All of the factors described above have one thing in common: they lead to ever-greater success in life. Taken together however, they generate an overwhelming power that brings about ultimate, infinite-like achievement. In fact, if we examine how such success comes to us, we will see that it arrives in two distinct fashions -- through the “to-be-expected way” and through the “life response way.” The former means that as we embrace these achievement factors, we move ahead in a logical and practical way. E.g., people will take notice of our new behaviors, skills, actions, etc., and we are rewarded through the to-be-expected channels and unfoldings of life.

The life response method on the other hand operates much differently. In this reality, when we embrace one or more of the success factors -- particularly the ones we are deficient in -- life instantly responds in kind, i.e. the very moment we change our inner orientation, life suddenly moves on our behalf, bringing us overwhelming good fortune. For example, if I shift away from my hostile attitude towards a co-worker, my boss suddenly appears in my office with word that I have been promoted to a much higher paying and satisfying job. This indicates the subtle, miraculous-like relationship between our inner selves and the world around us. When we change the inner, the outer instantly responds in kind.

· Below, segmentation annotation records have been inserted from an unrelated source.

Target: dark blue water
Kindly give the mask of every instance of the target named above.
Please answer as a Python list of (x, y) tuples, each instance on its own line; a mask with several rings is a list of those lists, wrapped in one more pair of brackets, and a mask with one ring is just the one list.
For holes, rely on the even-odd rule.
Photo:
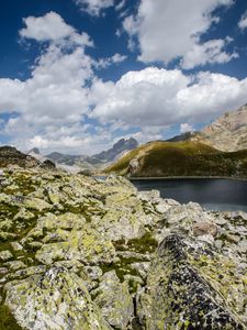
[(229, 179), (135, 179), (138, 190), (157, 189), (162, 198), (199, 202), (207, 210), (246, 211), (247, 182)]

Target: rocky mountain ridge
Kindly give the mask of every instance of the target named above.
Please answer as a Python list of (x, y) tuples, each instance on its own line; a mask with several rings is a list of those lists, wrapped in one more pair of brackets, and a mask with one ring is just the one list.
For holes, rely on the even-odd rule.
[(1, 329), (247, 329), (247, 215), (44, 169), (0, 176)]
[(167, 140), (181, 141), (201, 142), (224, 152), (247, 150), (247, 105), (224, 113), (200, 132), (187, 132)]
[(68, 166), (78, 166), (83, 169), (97, 169), (110, 162), (117, 160), (124, 152), (131, 151), (138, 146), (138, 142), (133, 139), (121, 139), (111, 148), (102, 151), (92, 156), (87, 155), (66, 155), (61, 153), (50, 153), (45, 157), (57, 163)]
[(201, 131), (202, 141), (221, 151), (247, 148), (247, 105), (237, 111), (226, 112)]
[(149, 142), (110, 165), (105, 173), (130, 177), (247, 177), (247, 150), (221, 152), (193, 141)]

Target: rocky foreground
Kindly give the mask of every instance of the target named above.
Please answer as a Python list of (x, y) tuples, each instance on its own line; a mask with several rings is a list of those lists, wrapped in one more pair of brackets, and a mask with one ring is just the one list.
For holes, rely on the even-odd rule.
[(247, 329), (247, 215), (0, 170), (0, 329)]

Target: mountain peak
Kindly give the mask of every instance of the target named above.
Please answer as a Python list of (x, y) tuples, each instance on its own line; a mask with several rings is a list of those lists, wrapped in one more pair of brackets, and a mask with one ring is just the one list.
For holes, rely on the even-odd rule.
[(31, 148), (31, 151), (29, 151), (29, 154), (31, 154), (31, 153), (41, 155), (41, 152), (37, 147)]

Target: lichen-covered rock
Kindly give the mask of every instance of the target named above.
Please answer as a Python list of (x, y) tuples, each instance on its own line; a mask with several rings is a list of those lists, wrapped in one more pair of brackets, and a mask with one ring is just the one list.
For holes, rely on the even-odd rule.
[(94, 292), (96, 304), (102, 310), (108, 322), (116, 329), (126, 329), (134, 317), (132, 296), (127, 282), (120, 283), (115, 272), (103, 275), (99, 288)]
[(246, 288), (239, 275), (227, 275), (234, 268), (204, 242), (167, 237), (138, 298), (142, 324), (150, 330), (245, 329), (236, 307)]
[(0, 252), (0, 261), (8, 261), (8, 260), (11, 260), (12, 257), (13, 257), (13, 254), (9, 250)]
[(114, 256), (112, 242), (88, 223), (82, 230), (71, 230), (64, 242), (44, 244), (35, 255), (46, 265), (57, 260), (80, 260), (86, 264), (111, 263)]
[(63, 267), (5, 285), (5, 305), (24, 329), (111, 329), (83, 280)]
[(116, 176), (3, 173), (1, 329), (247, 329), (246, 213)]

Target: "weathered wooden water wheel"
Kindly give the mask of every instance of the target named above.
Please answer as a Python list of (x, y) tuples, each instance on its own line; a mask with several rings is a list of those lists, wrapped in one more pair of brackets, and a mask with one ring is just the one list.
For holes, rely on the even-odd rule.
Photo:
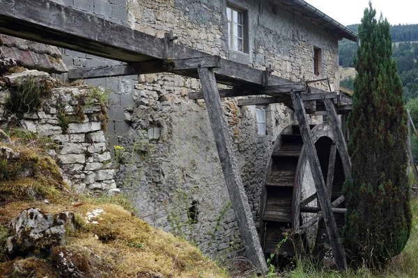
[[(332, 210), (341, 236), (344, 208), (339, 200), (343, 199), (341, 196), (345, 180), (341, 159), (334, 144), (330, 126), (322, 124), (310, 127), (327, 190), (331, 202), (334, 202)], [(322, 257), (330, 247), (304, 152), (297, 125), (284, 129), (273, 145), (261, 200), (260, 229), (265, 254), (291, 258), (295, 254), (296, 247), (298, 252), (310, 250)], [(278, 247), (284, 238), (284, 229), (295, 232), (300, 242), (288, 240)]]

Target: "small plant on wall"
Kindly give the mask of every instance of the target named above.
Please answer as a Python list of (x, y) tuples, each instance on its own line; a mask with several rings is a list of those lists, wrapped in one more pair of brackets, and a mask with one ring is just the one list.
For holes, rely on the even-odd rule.
[(29, 77), (10, 92), (6, 100), (6, 107), (13, 113), (36, 111), (51, 97), (52, 87), (47, 80), (36, 81), (33, 77)]

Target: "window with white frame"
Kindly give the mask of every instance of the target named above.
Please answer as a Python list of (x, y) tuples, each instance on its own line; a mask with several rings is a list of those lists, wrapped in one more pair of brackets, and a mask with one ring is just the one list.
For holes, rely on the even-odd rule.
[(228, 17), (228, 45), (230, 49), (245, 51), (245, 17), (244, 11), (235, 8), (226, 7)]
[(259, 136), (267, 135), (267, 126), (265, 125), (265, 108), (256, 108), (257, 115), (257, 129)]

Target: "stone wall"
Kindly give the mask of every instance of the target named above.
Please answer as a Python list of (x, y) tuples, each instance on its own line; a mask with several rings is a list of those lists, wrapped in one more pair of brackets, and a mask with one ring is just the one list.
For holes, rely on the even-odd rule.
[[(7, 99), (29, 79), (54, 87), (49, 97), (33, 112), (10, 113)], [(0, 126), (6, 131), (24, 128), (51, 138), (54, 144), (47, 154), (77, 191), (114, 192), (113, 161), (102, 131), (106, 111), (93, 91), (98, 92), (85, 85), (63, 86), (37, 70), (5, 75), (0, 79)]]

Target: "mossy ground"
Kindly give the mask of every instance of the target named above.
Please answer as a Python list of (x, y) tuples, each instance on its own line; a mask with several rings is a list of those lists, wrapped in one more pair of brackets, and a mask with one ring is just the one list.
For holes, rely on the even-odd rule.
[[(33, 141), (32, 141), (32, 143)], [(9, 163), (22, 169), (30, 164), (31, 177), (16, 174), (0, 180), (0, 273), (6, 277), (58, 277), (50, 258), (10, 258), (3, 248), (10, 220), (29, 207), (56, 213), (72, 211), (77, 229), (65, 247), (93, 254), (95, 273), (103, 277), (226, 277), (226, 274), (187, 241), (150, 227), (134, 216), (121, 197), (93, 198), (71, 193), (54, 161), (31, 144), (8, 147), (21, 154)], [(45, 199), (48, 200), (45, 202)], [(86, 214), (103, 211), (95, 224)]]

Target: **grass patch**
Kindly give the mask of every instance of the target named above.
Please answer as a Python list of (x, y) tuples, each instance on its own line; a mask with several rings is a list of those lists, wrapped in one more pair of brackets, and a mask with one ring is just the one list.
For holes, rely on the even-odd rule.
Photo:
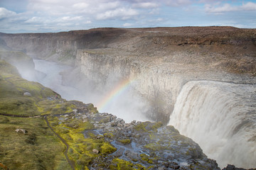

If we can attract such powerful results by making these changes, then it only makes sense to take up the challenge. Therefore, why not review the success factors listed above, and come up with several areas where you are deficient. Then make the concerted effort to implement that change in your life. If you do, life will immediately start working on your behalf. That’s precisely what happened to Eliza when she made the decision to both improve her level of cleanliness and orderliness, as well as reverse her negative attitude towards her boss. From that day on, her career began to really take off. You can do the same thing in your life, and you too will be taken to the stars!